You can’t control your genetics (which are going to be one of the main factors dictating how well you can recover from and adapt to these training sessions), but you can control your attitude and your discipline such that you are maximizing the amount of quality training sessions you have in a specific time period.

What time period is that? Well, that depends on specific goals. For many athletes, we are looking at a time horizon of several years to achieve their competition goals – and in this case, we are often looking to accumulate the maximum tolerable dose of training (meaning as much training as we can do without causing negative consequences).

For many people looking to “live long and prosper” (as James FitzGerald would put it) rather than “compete and win,” that time horizon may be decades – and here we are looking to accumulate the minimum effective dose of training (meaning as little as we can do while still creating progression towards goals or maintenance against entropy).
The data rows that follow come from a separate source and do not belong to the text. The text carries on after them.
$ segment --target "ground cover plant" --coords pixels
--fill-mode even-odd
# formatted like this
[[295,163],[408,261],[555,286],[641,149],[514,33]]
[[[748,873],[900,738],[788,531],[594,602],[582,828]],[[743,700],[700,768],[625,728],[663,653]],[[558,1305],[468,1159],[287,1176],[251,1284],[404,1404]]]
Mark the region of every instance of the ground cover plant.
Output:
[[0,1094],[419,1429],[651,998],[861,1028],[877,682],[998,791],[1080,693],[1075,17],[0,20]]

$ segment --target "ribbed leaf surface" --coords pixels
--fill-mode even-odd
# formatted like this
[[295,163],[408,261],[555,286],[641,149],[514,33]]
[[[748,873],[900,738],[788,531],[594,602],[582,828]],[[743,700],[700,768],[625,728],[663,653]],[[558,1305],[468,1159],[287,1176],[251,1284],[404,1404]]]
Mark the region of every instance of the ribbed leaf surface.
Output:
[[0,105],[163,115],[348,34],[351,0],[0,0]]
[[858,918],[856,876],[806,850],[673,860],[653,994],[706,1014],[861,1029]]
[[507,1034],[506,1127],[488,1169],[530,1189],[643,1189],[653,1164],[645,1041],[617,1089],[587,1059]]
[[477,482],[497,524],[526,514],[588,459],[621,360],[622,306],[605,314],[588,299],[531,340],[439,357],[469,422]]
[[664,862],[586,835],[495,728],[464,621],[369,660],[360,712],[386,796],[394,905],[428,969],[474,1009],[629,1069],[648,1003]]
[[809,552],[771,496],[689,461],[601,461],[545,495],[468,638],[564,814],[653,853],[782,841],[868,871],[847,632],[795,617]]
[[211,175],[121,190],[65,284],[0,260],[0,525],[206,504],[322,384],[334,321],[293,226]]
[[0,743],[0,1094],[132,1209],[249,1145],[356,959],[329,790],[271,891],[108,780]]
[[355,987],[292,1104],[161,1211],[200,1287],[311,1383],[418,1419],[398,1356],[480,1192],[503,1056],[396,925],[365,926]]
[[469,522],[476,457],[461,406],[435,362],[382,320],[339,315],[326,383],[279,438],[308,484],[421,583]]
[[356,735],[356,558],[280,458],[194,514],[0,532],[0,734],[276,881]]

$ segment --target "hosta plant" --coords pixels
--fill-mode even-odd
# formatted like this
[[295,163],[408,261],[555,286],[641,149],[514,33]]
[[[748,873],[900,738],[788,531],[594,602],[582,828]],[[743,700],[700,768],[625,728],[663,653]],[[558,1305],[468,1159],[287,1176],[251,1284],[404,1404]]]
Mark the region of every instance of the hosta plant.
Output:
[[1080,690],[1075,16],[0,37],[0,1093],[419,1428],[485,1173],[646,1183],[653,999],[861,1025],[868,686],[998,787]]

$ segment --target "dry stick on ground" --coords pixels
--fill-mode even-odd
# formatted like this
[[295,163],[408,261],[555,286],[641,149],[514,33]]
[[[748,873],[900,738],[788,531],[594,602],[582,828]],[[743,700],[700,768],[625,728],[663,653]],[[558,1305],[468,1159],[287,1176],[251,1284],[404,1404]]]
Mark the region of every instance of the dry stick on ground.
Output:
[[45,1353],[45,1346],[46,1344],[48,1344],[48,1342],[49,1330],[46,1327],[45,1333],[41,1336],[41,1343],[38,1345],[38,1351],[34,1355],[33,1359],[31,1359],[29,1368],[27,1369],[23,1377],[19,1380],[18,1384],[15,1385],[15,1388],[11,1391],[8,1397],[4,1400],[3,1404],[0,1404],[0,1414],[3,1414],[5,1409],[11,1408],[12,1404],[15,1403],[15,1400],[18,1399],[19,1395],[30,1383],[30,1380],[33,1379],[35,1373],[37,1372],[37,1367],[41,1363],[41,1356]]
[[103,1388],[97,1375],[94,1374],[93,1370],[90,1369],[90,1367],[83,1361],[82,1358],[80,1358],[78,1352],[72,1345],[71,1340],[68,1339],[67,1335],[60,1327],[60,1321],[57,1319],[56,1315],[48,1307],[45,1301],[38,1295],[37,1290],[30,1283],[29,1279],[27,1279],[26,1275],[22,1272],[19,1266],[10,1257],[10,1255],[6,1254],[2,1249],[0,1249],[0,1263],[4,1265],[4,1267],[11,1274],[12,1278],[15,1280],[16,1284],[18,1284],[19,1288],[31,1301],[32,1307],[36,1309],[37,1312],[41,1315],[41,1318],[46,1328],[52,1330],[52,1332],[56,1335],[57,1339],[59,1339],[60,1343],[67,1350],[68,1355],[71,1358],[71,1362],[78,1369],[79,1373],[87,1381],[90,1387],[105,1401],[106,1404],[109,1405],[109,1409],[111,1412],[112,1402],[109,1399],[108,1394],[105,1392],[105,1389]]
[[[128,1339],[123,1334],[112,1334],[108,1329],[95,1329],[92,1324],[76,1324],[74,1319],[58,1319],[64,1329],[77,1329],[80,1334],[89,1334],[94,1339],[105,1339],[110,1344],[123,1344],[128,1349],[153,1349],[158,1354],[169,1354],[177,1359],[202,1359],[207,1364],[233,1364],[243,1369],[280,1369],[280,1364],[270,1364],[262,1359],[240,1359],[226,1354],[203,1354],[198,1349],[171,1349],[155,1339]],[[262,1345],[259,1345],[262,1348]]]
In this context, “mental toughness” does not refer to the ability to push harder.

It does not refer to the ability to be rigid and routine-based and get up at 4am every day and push yourself through an ass-kicking workout.

It refers to the ability to maximize your number of quality training sessions over the amount of time over which you are attempting to reach your goals.

(With the caveat that competitors are going to always be looking for ways to add more training into their routines and every day folks are going to be looking to find the leasts amount of training that progresses them at a reasonable rate towards their goals or maintains their fitness.)

So, from a more zoomed out perspective, mental toughness for both competitive athletes and every day people in the gym requires them to have enough discipline to do the things that matter – creating time in their schedule to train consistently, developing habits and consistency surrounding sleep and nutrition, developing an awareness of how they are feeling so they can give appropriate feedback on their training load, etc – while also building in enough flexibility in their schedule and their plans that they don’t become overly obsessed with achieving specific results in training sessions, hitting exact numbers of macros on every single day, or making sure they complete every session prescribed to them even if they have the flu.